先生がいてくれるなら③【完】
朝のうちに、先生には『夕方に電話します』と携帯にメッセージを送り、仕事を終えたであろう頃を見計らって、料理を渡したいのと、話があると言うことを電話で伝えると、仕事帰りの先生が家まで私を迎えに来てくれた。
車に乗り込むなり、先生に「昨日の停電、大丈夫だったか? 結局いつ電気点いたんだ?」と聞かれ、ドキッとする。
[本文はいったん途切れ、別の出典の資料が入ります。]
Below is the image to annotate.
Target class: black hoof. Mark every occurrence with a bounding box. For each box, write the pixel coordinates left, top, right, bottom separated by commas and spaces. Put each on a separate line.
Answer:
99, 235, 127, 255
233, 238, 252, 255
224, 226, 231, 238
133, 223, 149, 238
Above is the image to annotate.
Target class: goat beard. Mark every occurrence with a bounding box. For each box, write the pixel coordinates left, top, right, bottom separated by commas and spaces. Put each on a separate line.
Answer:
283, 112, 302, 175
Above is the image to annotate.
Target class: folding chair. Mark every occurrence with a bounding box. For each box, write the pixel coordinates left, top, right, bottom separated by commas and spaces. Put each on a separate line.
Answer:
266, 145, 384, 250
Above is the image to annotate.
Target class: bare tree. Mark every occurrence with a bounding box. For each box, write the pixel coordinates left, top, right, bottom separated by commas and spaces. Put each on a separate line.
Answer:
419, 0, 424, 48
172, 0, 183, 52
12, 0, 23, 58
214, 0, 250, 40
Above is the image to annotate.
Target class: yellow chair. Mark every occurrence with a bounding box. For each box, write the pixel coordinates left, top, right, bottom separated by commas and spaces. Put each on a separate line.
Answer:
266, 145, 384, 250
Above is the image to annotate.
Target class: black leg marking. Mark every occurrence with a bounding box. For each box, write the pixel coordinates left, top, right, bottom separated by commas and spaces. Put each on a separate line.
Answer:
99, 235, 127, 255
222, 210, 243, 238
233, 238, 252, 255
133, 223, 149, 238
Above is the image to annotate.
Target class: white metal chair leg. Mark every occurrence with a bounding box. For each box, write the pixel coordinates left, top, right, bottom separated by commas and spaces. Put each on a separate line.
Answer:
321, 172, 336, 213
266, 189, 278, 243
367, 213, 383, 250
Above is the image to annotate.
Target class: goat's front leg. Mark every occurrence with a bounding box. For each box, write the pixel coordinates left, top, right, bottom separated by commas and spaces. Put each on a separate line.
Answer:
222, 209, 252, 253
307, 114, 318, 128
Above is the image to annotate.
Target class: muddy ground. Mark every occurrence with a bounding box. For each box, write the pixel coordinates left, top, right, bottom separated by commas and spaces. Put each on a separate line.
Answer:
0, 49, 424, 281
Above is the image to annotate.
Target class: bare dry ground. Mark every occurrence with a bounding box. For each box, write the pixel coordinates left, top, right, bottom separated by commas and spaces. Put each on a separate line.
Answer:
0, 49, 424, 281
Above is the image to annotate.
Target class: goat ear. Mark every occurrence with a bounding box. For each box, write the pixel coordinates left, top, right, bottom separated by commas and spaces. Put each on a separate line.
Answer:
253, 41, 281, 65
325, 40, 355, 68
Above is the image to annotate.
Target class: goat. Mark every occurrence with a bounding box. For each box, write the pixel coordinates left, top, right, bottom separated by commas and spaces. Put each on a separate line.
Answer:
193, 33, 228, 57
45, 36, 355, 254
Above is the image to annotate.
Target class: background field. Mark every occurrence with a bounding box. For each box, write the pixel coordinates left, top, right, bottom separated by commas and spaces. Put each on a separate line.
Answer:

「あ、えっと、その話は先生の家に着いてからしますね」
そう言って半分引きつった頬でにこっと笑うと、先生は一瞬首を傾げて、「なに。長くなるってこと?」と問う。
こう言う所、ほんと鋭くて困る。
私が「まぁ、それなりに……」と言い淀むと、運転しながら横目でチラリと私を見た。
「ふぅん。分かった」
この人、全てを見透かしてそうで、ホントこわい……。
私の家と先生の住むマンションとは、車だとそんなに時間は掛からない。
するすると滑るように走る車は、あっという間に先生のマンションの前まで来て、地下駐車場へと飲み込まれていく。
いつもの駐車スペースに車を止めると、すぐに一台の車が駐車場へと入ってきて、私たちの乗っている車の隣にスッと止まった。
見覚えのある車に、見覚えのある人物が乗っている。
「……あ、広夢さん」
私が気付くよりもずっと先に気付いていた先生は、既にちょっと不機嫌な顔をしていた。